Palm oil imports continue to tumble in the European Union.
The U.S. Department of Agriculture’s Foreign Agriculture Service (FAS) is forecasting that the region will buy 2.6 million tonnes of the commodity in 2026-27.
That would be the seventh consecutive year of declining imports, falling from 7.11 million tonnes in 2019-2020.
The cuts are due to lower use by the food, feed and biofuel sectors.
“Consumer concerns about environmental and health impacts have reduced demand for palm oil in food products,” stated the report.

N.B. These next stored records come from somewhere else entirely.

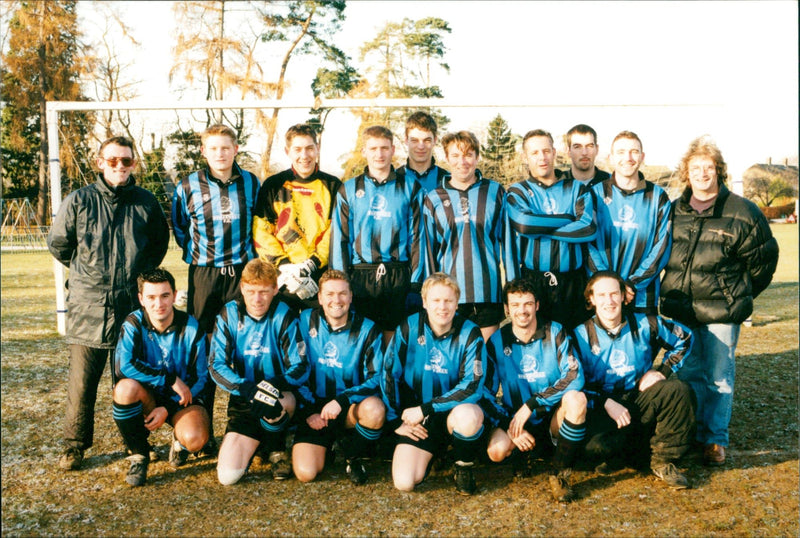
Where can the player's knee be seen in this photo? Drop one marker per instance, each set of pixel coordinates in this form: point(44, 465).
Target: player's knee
point(371, 413)
point(404, 482)
point(127, 391)
point(574, 402)
point(466, 419)
point(193, 439)
point(228, 476)
point(303, 472)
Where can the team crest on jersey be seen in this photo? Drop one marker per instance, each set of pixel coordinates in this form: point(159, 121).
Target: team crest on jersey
point(530, 368)
point(255, 347)
point(377, 208)
point(550, 207)
point(436, 362)
point(330, 356)
point(572, 362)
point(626, 218)
point(618, 361)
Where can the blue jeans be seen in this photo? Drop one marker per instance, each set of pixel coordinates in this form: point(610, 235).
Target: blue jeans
point(710, 371)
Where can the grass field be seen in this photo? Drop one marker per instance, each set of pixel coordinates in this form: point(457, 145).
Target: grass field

“In addition, the European Commission classifies palm oil products as high risk for ILUC (indirect land use change), which limits its use as a feedstock for biofuels.”
Rapeseed/canola oil has been one of the beneficiaries of the reduction in palm oil use.
“Restrictions on palm oil use in biofuels and ongoing EU discussion regarding sustainability requirements affecting other vegetable oils continue to influence the feedstock mix used in biodiesel production, reinforcing the importance of rapeseed oil in the EU market,” stated the FAS report.
Why it Matters: Canada is keen on diversifying away from the Chinese market for canola.
Neil Townsend, chief market analyst with GrainFox, said canola oil-based biodiesel already had a leg up over palm oil-based biodiesel because it works better in cold temperatures in the northern EU states.
As well, rapeseed is grown in EU member states such as France, Germany, Poland and Romania, so there is a vested interest in using the crop.
“Canola oil has a natural advantage,” he said.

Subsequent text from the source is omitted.